Anka'nın kanatlarına bir yuva yaptım senin için.
Seninle tırmanmak için Kaf Dağı'nın zirvesine.
Oraya ulaşmak için.
Kimsenin ulaşamayacağı yerleri görmek için.
Kimsesiz çıkmak için yola, kimse olmadan, senle.
Anka'nın kanatlarından bir tüy aldım.
Senin için.
Kuş tüyünden bir kalem yaptım senin için.
Mektuplarını onunla yaz diye.
Anka'nın tüyünü sana değer bulduğum için.
Pençelerini sana memur ettim.
Senin her sözünü bana hemen getirsin diye.
Kanatlarını hızlı çarpsın istedim, an geçirmesin ve geciktirmesin.
Hayatı sana vakfettim, senle mutlu diye.
Her sözden ve sazdan uzak tuttum.
Anka kuşunu kızıla boyadım.
Gökteki kızıllıkta beni göresin diye.
Kızıl güneşte beni gör, beni anımsa, beni farket.

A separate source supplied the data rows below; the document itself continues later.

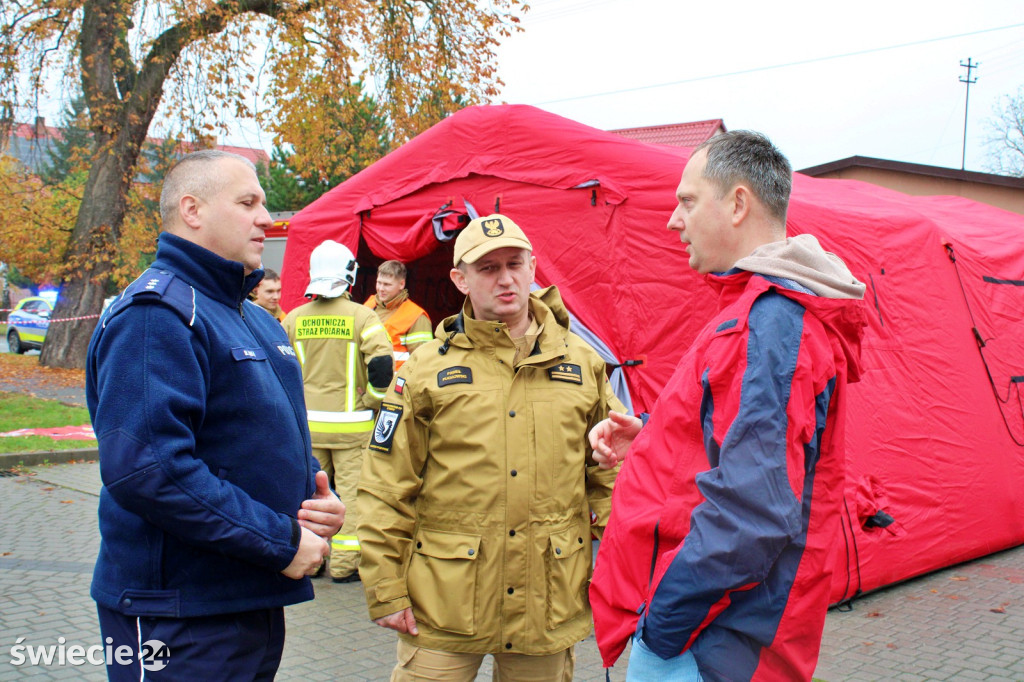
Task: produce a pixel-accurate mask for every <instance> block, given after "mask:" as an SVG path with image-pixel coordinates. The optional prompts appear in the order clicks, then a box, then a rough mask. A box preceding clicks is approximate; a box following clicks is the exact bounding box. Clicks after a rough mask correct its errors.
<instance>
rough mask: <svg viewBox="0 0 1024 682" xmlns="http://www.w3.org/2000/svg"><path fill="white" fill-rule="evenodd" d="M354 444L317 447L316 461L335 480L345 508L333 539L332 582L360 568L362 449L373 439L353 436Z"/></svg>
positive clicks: (344, 577)
mask: <svg viewBox="0 0 1024 682" xmlns="http://www.w3.org/2000/svg"><path fill="white" fill-rule="evenodd" d="M353 435H354V436H355V437H354V438H352V444H351V445H346V446H333V447H323V446H321V447H317V446H315V445H314V446H313V457H315V458H316V461H317V462H319V465H321V469H323V470H324V471H326V472H327V475H328V477H329V478H331V479H332V480H334V492H335V493H337V494H338V498H340V499H341V502H342V503H343V504H344V505H345V524H344V525H342V526H341V530H339V531H338V535H336V536H335V537H334V538H332V539H331V578H346V577H348V576H351V574H352V573H354V572H355V570H356V569H357V568H358V567H359V541H358V539H356V537H355V524H356V522H357V521H358V520H359V519H358V516H356V514H355V492H356V488H357V487H358V485H359V470H360V469H361V467H362V446H364V445H365V444H366V441H367V440H368V438H369V436H368V435H367V434H353Z"/></svg>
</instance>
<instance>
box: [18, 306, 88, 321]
mask: <svg viewBox="0 0 1024 682" xmlns="http://www.w3.org/2000/svg"><path fill="white" fill-rule="evenodd" d="M0 312H13V309H12V308H0ZM98 316H99V313H98V312H97V313H96V314H94V315H82V316H80V317H55V318H51V319H50V322H78V321H79V319H95V318H96V317H98Z"/></svg>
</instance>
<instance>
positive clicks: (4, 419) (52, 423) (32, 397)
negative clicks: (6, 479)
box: [0, 391, 96, 453]
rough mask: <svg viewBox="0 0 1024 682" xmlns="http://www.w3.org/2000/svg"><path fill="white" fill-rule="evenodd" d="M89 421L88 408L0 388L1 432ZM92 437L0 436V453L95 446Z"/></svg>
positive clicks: (87, 423)
mask: <svg viewBox="0 0 1024 682" xmlns="http://www.w3.org/2000/svg"><path fill="white" fill-rule="evenodd" d="M88 423H89V411H88V410H86V409H85V408H76V407H73V406H67V404H63V403H62V402H58V401H57V400H45V399H43V398H37V397H31V396H29V395H23V394H20V393H7V392H3V391H0V433H5V432H7V431H14V430H16V429H28V428H33V429H35V428H49V427H57V426H79V425H81V424H88ZM95 443H96V441H95V440H57V439H54V438H49V437H47V436H16V437H12V438H7V437H3V438H0V453H26V452H32V451H40V450H76V449H80V447H89V446H91V445H95Z"/></svg>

Ve bir gün çıkacağız kanatlarıyla.
O esrarengiz dağın zirvesine.
Orada büyüteceğiz Anka'nın soyunu.
Herkesten ve her şeyden uzakta.
Anka'ya emredeceksin sen, otuzu önünde duracak.

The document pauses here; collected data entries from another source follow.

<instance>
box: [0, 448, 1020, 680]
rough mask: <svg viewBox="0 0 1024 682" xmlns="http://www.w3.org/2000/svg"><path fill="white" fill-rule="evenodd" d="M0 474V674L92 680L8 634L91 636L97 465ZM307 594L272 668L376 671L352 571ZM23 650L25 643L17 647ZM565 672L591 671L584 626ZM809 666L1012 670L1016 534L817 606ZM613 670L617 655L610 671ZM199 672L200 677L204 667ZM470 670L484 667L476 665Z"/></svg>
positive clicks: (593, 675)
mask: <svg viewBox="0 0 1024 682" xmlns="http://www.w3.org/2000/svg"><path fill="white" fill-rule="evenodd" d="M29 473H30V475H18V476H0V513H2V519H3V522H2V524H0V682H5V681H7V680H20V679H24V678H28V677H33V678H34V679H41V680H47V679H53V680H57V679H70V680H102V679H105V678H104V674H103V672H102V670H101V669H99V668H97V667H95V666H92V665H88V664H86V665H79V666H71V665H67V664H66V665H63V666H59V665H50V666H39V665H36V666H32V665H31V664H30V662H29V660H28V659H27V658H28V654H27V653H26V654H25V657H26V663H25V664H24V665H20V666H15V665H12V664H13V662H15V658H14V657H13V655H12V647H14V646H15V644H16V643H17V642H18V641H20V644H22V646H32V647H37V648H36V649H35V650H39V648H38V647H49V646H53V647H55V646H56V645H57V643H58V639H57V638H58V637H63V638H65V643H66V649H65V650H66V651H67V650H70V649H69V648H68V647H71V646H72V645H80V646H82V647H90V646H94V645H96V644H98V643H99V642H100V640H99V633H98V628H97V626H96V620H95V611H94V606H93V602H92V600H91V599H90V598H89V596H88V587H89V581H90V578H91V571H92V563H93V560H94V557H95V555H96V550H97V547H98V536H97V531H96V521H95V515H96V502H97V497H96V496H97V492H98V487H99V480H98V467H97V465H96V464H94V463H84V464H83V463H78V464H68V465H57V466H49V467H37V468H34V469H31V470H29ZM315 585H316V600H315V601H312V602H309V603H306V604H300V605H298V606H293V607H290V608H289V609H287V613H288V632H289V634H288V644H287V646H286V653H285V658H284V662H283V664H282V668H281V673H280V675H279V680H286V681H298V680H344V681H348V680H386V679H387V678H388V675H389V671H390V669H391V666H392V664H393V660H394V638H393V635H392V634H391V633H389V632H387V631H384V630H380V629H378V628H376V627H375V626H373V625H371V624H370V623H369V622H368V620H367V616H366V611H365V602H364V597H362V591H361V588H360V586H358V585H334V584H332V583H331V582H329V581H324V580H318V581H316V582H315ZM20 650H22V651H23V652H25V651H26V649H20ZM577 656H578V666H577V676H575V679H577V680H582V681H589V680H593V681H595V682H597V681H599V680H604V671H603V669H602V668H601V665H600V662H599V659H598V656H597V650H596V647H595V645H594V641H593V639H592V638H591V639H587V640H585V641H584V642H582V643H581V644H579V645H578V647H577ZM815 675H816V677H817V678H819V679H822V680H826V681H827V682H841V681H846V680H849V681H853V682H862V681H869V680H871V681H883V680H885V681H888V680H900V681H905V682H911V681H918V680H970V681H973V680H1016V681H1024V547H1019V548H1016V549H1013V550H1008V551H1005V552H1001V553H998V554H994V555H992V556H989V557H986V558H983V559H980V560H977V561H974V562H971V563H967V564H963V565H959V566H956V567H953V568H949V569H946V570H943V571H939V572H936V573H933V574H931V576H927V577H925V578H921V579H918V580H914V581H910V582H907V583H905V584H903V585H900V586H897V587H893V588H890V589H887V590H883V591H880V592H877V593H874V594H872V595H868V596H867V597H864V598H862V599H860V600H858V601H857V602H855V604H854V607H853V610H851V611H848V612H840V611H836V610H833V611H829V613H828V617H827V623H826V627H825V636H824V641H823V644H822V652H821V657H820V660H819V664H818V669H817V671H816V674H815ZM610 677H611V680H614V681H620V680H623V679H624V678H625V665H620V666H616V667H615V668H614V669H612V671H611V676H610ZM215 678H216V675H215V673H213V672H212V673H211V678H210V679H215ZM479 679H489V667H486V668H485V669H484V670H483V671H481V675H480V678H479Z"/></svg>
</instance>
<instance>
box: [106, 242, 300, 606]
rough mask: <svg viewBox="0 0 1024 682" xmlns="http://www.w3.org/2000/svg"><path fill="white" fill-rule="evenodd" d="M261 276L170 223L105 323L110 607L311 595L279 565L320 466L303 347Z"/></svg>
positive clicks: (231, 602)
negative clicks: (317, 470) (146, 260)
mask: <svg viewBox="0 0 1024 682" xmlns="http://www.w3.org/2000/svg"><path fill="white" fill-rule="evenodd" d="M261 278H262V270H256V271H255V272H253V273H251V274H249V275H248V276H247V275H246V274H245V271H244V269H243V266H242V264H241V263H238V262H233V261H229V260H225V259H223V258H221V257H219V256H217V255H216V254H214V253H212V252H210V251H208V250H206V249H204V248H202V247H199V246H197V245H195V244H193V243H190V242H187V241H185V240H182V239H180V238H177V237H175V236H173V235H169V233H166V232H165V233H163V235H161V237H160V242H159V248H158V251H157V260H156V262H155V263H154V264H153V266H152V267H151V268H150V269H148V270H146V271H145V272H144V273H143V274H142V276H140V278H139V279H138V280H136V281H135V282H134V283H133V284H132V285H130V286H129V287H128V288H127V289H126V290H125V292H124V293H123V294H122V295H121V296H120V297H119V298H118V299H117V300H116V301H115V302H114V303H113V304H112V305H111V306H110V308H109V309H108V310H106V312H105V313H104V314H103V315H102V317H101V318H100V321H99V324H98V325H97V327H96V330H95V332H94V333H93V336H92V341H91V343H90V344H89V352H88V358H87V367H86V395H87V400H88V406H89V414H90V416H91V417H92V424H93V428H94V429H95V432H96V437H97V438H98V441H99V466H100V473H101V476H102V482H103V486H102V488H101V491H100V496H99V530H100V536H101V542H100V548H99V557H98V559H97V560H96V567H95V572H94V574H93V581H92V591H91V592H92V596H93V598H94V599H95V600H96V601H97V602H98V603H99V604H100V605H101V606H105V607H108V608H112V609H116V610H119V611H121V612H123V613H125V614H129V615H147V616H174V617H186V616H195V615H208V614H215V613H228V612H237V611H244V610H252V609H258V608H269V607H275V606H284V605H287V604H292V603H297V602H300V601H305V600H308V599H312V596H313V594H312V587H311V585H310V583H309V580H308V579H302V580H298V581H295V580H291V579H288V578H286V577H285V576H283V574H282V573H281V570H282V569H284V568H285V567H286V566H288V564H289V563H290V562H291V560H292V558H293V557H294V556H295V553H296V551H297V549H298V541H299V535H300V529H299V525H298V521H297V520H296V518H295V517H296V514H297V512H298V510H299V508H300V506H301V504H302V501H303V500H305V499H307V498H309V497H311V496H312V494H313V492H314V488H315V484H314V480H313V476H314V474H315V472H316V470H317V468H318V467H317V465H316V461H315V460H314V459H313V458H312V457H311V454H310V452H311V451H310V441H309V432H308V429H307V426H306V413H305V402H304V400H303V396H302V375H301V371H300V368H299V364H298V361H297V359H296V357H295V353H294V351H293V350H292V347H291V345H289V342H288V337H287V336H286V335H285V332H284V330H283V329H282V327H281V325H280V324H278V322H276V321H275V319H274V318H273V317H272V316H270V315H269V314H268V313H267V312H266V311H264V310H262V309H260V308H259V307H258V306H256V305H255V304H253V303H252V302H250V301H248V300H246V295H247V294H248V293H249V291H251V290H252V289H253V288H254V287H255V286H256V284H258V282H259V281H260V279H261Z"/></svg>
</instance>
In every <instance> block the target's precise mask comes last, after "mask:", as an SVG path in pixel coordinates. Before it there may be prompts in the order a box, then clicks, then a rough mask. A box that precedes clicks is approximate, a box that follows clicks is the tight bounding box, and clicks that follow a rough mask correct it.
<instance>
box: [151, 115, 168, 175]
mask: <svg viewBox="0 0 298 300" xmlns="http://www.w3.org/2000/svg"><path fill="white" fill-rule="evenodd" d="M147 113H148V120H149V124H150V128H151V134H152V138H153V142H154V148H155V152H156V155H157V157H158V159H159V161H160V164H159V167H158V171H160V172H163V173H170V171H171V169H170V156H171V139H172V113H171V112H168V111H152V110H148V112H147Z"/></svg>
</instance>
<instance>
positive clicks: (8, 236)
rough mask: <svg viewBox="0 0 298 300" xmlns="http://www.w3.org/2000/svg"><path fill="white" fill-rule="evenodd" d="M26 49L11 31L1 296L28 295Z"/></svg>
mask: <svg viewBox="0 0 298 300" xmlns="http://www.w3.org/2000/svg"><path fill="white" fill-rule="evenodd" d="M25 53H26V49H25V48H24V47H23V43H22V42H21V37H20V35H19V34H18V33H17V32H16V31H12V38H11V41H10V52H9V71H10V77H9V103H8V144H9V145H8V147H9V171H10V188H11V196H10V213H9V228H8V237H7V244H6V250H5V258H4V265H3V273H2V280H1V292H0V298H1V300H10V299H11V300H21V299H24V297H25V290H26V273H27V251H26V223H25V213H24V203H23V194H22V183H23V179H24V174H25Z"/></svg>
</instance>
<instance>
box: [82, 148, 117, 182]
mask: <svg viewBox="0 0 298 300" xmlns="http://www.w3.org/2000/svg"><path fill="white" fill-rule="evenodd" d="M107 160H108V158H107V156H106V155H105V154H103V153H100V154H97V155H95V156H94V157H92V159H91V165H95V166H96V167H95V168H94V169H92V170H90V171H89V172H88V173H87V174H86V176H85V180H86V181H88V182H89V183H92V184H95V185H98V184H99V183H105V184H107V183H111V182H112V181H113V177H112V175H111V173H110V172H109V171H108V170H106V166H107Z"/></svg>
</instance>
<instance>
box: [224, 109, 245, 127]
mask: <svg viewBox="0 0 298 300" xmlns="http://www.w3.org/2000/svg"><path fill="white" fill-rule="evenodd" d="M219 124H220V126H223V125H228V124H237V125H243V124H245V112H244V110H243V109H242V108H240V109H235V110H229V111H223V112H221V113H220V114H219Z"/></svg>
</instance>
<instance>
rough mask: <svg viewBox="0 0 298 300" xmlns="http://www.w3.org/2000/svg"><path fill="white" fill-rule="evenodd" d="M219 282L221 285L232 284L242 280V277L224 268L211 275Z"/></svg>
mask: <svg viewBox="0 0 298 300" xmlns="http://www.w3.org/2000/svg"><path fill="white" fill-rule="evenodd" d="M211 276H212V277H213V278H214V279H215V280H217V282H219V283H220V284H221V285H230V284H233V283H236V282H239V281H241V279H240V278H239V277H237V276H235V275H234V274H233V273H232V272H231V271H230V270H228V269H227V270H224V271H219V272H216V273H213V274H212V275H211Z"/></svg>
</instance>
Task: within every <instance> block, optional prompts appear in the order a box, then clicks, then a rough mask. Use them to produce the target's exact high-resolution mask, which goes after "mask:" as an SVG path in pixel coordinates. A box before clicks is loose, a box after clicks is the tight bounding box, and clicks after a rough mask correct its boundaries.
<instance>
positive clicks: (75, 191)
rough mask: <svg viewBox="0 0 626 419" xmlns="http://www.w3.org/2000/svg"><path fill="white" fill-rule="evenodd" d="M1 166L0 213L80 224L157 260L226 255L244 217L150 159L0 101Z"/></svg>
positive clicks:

Hepsiyle ayrı diyarlara ayrı haberler yollayacağız.
Ayrı vakitlerde ayrı mektuplar getirecek.
Mektupların aksın bana, damla damla düşmesin.
Sağanak gibi yağsın üzerime, Anka kanatlarıyla vuruşsun.
Sen yaz onlar getirsin bana.
Bir gün sende geleceksin Anka'nın kanatlarında.
Ben seni karşılayacağım, bir başka Anka'nın kanatlarında.
Yaşayacağız onun yuvasında, kanatların üzerinde.